All of that methodical documentation will be useful for us as well. Recall that one of our principal goals with medical devices is to avoid negative patient outcomes. The data we gather during this evaluation phase should be used to:
- Modify our default scan templates to avoid any failure conditions, in the event that someone accidentally places the device on the main network accidentally
- Build a fingerprint to identify assets misplaced on the main network
- Implement compensating controls to protect patients from rogue scanners
Should you be in the familiar situation of not having a test bed to work with, you basically have to do the same thing as if you did, but in a much more limiting space and with the increased pressure of not causing damage to a medical device that everyone is depending on daily. Moreover, you need to be sure that your testing isn’t occurring when a person is plugged into the device. Remember when you were talking with the system owner about the system and its schedule for maintenance? Well, now is when you will circle back with them and determine whether you can perform some testing with their assistance during some scheduled maintenance window. This can be tedious depending on schedules and the type of device.

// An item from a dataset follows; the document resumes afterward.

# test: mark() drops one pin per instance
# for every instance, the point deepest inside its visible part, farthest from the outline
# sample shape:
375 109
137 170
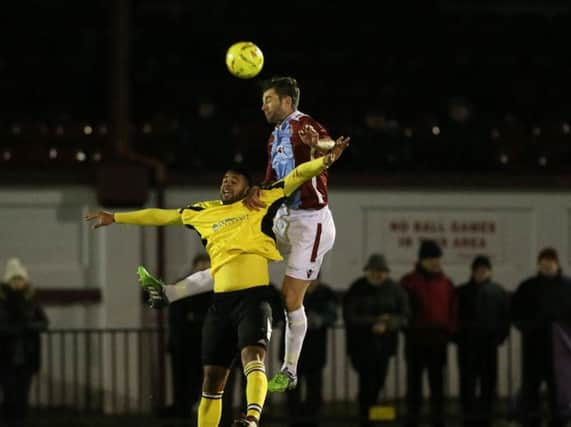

It is worth mentioning that during all phases of the security assessment, it will be very important to document all results methodically. It will also be very important to have someone who knows the system well enough to identify whether any strange behavior has occurred with the system during or after a scan, and someone who could fix any technical problems with the system should they occur.
At times, you may just never be in a position to scan a medical device for whatever reason, such as technical issues, fear or concern about the devices, or simply a stubborn business partner. If that's the case, and it happens, you will need to have the risks documented (both of scanning and not scanning) and have the organization accept the risk or determine whether you can ACL off the entire system to prevent outside systems from interfering with the devices.
Taking lessons learned to governance levels
Now that you went ahead and created a whole process around evaluating medical devices for security vulnerabilities, you might as well add it to your policy so you can continue to work this into future devices and scenarios. At this point, you may or may not have a vulnerability management policy. When looking at a policy, it would be important to have a section dedicated to medical equipment. A section with specific attention to medical devices will help with all future conversations around the topic. Specific items to think about would be:
- Requirements during procurement
- General operations of scanning
- What to do in the event of issue
- Causes for exclusions or exceptions and how to protect if we can’t scan
Medical device scanning can be a large and daunting task. We have a responsibility to ensure that our networks are secure along with the devices that reside on them. This must be balanced with the organization’s patient care goals. Gone are the days of security existing only at the perimeter. With a cautious and methodical process, we can both remove fear and uncertainty and intelligently add medical devices to our vulnerability management process without increasing risk to the organization.